4° Le label « très haute performance énergétique energies renouvelables et pompes à chaleur, THPE EnR 2005 », correspondant à une consommation conventionnelle d'énergie inférieure au moins de 30 % au coefficient de référence de ce bâtiment.

De plus, une des six conditions suivantes doit être satisfaite :
- le bâtiment est équipé de panneaux solaires assurant au moins 50 % des consommations de l'eau chaude sanitaire et la part de la consommation conventionnelle de chauffage par un générateur utilisant la biomasse est supérieure à 50 % ;
- le bâtiment est équipé de panneaux solaires assurant au moins 50 % des consommations de l'eau chaude sanitaire et le système de chauffage est relié à un réseau de chaleur alimenté à plus de 60 % par des énergies renouvelables ;
- le bâtiment est équipé de panneaux solaires assurant au moins 50 % de l'ensemble des consommations de l'eau chaude sanitaire et du chauffage ;
- le bâtiment est équipé d'un système de production d'énergie électrique utilisant les énergies renouvelables assurant une production annuelle d'électricité de plus de 25 kWh/m² SHON en énergie primaire ;
- le bâtiment est équipé d'une pompe à chaleur dont les caractéristiques minimales sont données en annexe 4 ;
- pour les immeubles collectifs et pour les bâtiments tertiaires à usage d'hébergement, le bâtiment est équipé de panneaux solaires assurant au moins 50 % des consommations de l'eau chaude sanitaire.

 


5° Le label «Bâtiment Basse Consommation, BBC 2005 » :
a) Pour les bâtiments à usage d'habitation, la consommation conventionnelle d'énergie primaire du bâtiment pour le chauffage, le refroidissement, la ventilation, la production d'eau chaude sanitaire et l'éclairage des locaux est inférieure ou égale à une valeur en kWh/m²/an d'énergie primaire qui s'exprime sous la forme :
50 x (a + b)
La valeur du coefficient « a » est donnée dans le tableau ci-après en fonction des zones climatiques.

 

  coefficient-maison-bbc

Inferieur à 400 m d'altitude : 0

de 400 à 800 m : 0.1

Plus de 800 m : 0.2

 

Soit pour l'Auvergne : 

50 x (1.2 ) = 60 kWh/m²SHON/an ( - de 400 m)                                       

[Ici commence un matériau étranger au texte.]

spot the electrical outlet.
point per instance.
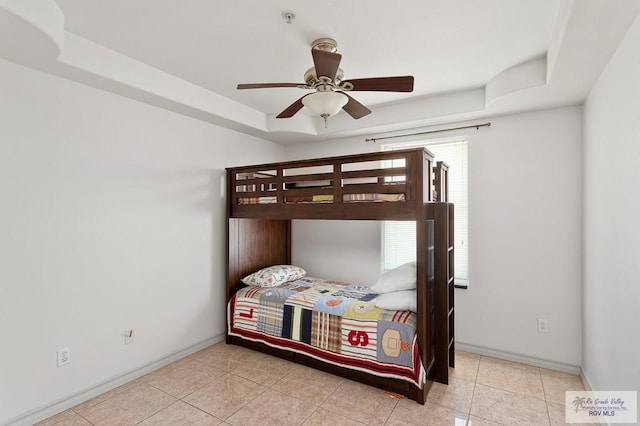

50 x (1.2 + 0.1) = 65 kWh/m²SHON/an ( 400< x < 800 m) 

50 x (1.2 + 0.2) = 70 kWh/m²SHON/an ( + de 800 m)

  

 

La réglementation thermique RT 2012

Les objectifs de la future réglementation thermique, RT 2012 sont inscrits dans la loi Grenelle 1. Elle sera applicable à partir du 1er janvier 2013 à tous les bâtiments neufs résidentiels et à partir du 1er janvier 2011 aux bâtiments tertiaires, bâtiments publics et logements construits dans le cadre du programme ANRU. La publication des textes est prévu à l’été 2010. Cette nouvelle réglementation, dont les travaux de définition sont en cours depuis plusieurs mois, va notamment renforcer la prise en compte, dès la phase de conception, des caractéristiques bioclimatiques du bâti, avant même la définition de tout système énergétique.